There are characters and images here that have been reverberating within the walls of my skull ever since I encountered them. The brain damaged poet. The cruciform adorned priest. The utterly badass shrike monster him/her/itself!
Simmons does it all by turns – adventure, mystery, thriller, horror, romance, erotica, philosophy, high-concept, etc. It’s a tour-de-force that pounds you into submission.
There are two complaints regularly levelled at this book, so let’s get them out the way, shall we?
1)The book ends abruptly.
To call it a cliff-hanger would be generous. Hyperion and Fall of Hyperion were written as a single volume and split into two for the sake of publishing. Honestly, it reads like the editor just found the mid point and took a cleaver to the original manuscript – there is no effort made to make the first instalment stand alone.
The simple solution? Read the two halves together and judge them as a single unit. How hard it that? It makes me rather irate when people moan about the ending, because it’s not an ending! It’s a mid-point! Get to the end of Fall and THEN try and tell me that the ending didn’t blow your mind surer than sucking on the business end of a bazooka. I dares ya!
2)There’s too much jargon and not enough explaining.
I don’t argue this one – it’s a fair complaint (if this is an issue for you).

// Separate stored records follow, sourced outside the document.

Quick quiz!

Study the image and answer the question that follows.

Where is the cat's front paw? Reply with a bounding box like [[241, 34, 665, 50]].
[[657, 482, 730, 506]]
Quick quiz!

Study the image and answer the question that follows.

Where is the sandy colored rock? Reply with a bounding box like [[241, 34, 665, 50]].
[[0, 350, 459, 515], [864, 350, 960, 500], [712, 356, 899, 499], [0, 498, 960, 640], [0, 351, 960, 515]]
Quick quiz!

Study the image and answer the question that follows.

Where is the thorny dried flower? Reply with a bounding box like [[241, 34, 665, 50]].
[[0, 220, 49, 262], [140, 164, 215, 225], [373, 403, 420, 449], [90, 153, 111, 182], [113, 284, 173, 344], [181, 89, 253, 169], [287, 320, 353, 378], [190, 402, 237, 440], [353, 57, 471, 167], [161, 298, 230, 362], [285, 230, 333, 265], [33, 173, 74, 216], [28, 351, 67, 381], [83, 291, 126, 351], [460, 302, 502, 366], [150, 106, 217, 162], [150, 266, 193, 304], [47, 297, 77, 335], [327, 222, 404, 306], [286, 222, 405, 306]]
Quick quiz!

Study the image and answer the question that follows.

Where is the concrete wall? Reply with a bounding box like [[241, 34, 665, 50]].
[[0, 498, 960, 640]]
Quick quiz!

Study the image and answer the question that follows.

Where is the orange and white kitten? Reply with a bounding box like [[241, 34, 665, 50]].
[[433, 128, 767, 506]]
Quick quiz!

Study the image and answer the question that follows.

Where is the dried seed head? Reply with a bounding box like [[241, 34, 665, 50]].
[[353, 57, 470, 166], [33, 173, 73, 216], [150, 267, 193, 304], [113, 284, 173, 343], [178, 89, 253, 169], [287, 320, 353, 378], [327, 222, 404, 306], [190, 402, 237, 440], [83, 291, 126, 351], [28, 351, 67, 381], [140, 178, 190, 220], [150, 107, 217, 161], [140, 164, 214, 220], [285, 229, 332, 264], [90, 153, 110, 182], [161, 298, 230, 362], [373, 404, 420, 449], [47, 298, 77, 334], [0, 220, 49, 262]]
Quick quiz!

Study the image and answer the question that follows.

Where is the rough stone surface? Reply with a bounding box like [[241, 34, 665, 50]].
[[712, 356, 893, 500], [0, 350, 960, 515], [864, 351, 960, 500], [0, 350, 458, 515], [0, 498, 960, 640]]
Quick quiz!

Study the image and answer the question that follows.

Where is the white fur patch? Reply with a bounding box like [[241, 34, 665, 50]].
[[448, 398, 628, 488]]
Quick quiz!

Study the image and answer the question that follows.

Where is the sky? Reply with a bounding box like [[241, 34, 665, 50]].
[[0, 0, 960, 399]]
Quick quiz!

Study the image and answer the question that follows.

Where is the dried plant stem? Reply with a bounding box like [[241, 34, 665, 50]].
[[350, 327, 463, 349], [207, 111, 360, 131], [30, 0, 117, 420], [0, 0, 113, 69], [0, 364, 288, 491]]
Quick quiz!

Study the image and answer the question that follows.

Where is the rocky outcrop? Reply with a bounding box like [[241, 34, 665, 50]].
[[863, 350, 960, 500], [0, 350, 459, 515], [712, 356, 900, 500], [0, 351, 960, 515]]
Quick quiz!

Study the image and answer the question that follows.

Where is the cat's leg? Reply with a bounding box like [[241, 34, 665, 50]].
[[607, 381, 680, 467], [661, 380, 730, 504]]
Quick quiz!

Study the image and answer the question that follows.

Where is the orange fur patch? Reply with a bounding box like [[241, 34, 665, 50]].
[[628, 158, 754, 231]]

This is high-brow space-opera, so there’s a lot of tech, a lot of acronyms, a lot of made-up words and not a whole bunch of layman’s-terms.
For me, this is part of the appeal of what’s often called ‘hard sci-fi’. Everything is dropped on you ‘as-is’, and the audience is credited with enough wits (and genre experience) to pick it up and run with it. Simmons doesn’t waste any words making it easier for you.

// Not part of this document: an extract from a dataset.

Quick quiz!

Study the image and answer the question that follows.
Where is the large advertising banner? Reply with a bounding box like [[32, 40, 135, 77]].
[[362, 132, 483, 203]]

I don’t mind this in the slightest. But if you’ve found it to be a turn-off in the past, then take due warning: this may not be the series for you!
but IF you can
a)endure a bit of hard sci-fi jargon
b)are willing to put in the effort to read part-two before you reach a conclusion
THEN – order a copy immediately
And begin your own pilgrimage to meet The Shrike!
You owe it to yourself.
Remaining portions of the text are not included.